In line with the Green Party’s support for NATO and the far-right regime in Kyiv, Roth’s ministry has sought to penalise and denounce leading Russian and Eastern European artists and musicians such as conductor Valery Gergiev, opera singer Anna Netrebko and concertmaster Lorenz Nasturica-Herschcowici. In addition, Russian flags were banned in Germany at celebrations to mark the liberation of Europe from Nazism on May 8 and 9. Green politicians have also sought to diminish the role of the Soviet Union in World War II at the Museum Berlin-Karlshorst, which keeps alive the memory of the crimes of German imperialism during that bloody conflict.

Roth’s highly selective interpretation of defending culture was also evident in February of this year when she sought to silence the principled critic of the Ukraine war, the rock musician Roger Waters. Claiming that Waters was a “conspiracy theorist,” while condemning his support for the BDS (Boycott, Divestment and Sanctions) and his criticism of Israel, Roth (in younger years the manager of an alternative German rock band) urged concert organisers to ban Waters from their premises, “and if they (concerts) should still take place, that he plays in front of empty halls.” Waters had a hugely successful tour in Germany.

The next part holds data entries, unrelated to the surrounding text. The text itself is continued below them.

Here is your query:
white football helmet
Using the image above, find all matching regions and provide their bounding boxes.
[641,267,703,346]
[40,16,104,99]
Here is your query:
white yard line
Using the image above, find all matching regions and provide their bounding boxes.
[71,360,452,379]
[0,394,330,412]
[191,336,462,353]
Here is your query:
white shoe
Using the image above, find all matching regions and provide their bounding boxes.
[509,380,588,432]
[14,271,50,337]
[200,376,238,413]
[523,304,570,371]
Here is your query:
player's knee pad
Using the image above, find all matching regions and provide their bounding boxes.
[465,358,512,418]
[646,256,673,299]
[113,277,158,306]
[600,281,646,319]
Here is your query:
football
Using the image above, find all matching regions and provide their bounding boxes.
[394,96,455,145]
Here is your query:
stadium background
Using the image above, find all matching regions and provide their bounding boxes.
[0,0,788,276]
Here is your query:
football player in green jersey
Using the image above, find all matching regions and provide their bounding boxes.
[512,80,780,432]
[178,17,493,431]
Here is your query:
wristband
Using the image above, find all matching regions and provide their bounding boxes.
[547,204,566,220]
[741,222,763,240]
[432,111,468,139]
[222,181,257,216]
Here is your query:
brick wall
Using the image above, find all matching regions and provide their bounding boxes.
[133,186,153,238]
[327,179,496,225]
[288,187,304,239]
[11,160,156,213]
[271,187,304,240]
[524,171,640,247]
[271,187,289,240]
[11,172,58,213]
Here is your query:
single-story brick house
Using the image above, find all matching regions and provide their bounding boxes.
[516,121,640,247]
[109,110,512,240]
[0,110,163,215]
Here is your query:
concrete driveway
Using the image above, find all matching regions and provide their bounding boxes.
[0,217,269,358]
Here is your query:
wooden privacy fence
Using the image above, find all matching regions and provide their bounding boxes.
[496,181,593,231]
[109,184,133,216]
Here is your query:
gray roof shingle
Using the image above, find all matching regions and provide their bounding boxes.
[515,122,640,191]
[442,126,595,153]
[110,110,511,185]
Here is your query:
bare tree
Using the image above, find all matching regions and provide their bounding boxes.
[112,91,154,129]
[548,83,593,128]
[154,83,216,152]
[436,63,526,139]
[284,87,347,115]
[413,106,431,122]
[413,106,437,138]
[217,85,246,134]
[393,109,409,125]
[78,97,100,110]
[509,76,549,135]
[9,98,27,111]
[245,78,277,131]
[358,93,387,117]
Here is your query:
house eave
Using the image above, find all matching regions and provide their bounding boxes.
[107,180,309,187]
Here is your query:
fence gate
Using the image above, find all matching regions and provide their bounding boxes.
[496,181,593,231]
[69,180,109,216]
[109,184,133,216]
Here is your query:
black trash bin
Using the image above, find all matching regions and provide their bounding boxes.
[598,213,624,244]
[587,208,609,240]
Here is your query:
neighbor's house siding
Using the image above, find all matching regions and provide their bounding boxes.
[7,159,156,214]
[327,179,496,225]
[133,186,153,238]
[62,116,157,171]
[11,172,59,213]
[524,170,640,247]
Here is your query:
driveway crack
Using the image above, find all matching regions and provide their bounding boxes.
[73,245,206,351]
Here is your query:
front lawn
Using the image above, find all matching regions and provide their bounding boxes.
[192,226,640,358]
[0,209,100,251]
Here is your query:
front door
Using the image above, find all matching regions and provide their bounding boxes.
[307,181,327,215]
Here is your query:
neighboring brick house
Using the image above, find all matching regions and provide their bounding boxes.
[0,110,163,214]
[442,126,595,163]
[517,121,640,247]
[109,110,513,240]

Roth followed up her broadside against Waters with a campaign at this year’s Documenta art exhibition, denouncing the Indonesian artistic collective Ruangrupa of being guilty of antisemitism. As a result of the campaign by Roth and broad sections of the German media, which equated criticism of Israel with antisemitism, the Ruangrupa exhibition space was vandalised and the group subjected to death threats.

This list of attacks on the democratic right to free speech and culture on the part of Roth’s culture ministry could be extended at length. In connection with the political censorship of the Mauritanian writer and former Guantánamo prisoner, Mohamedou Ould Slahi, the WSWS wrote: “A pernicious form of political censorship is developing in German cultural circles and in the media. Progressive artists and critics of the establishment are being falsely accused of antisemitism and then mercilessly persecuted. Germany’s Ministry of Culture headed by Claudia Roth (Green Party) is increasingly being transformed into a Ministry for Censorship.”

The latest offensive by Claudia Roth against the Berlin Film Festival must be seen within this broader context. The one-time pacifist Green Party has transformed into a virulent advocate of war and militarism. From the standpoint of the Greens, the advancement of German imperialist interests requires battening down the hatches. The budgets for the arts and culture are to be slashed and subordinated to the war effort while dissident voices are silenced.

Such developments are not restricted to Germany. The struggle for the freedom of culture and the arts increasingly rests with workers, who, exemplified by the current actors’ and screen writers’ strikes in the US, have taken to the streets to oppose the cuts and the restrictions imposed by the capitalist profit system.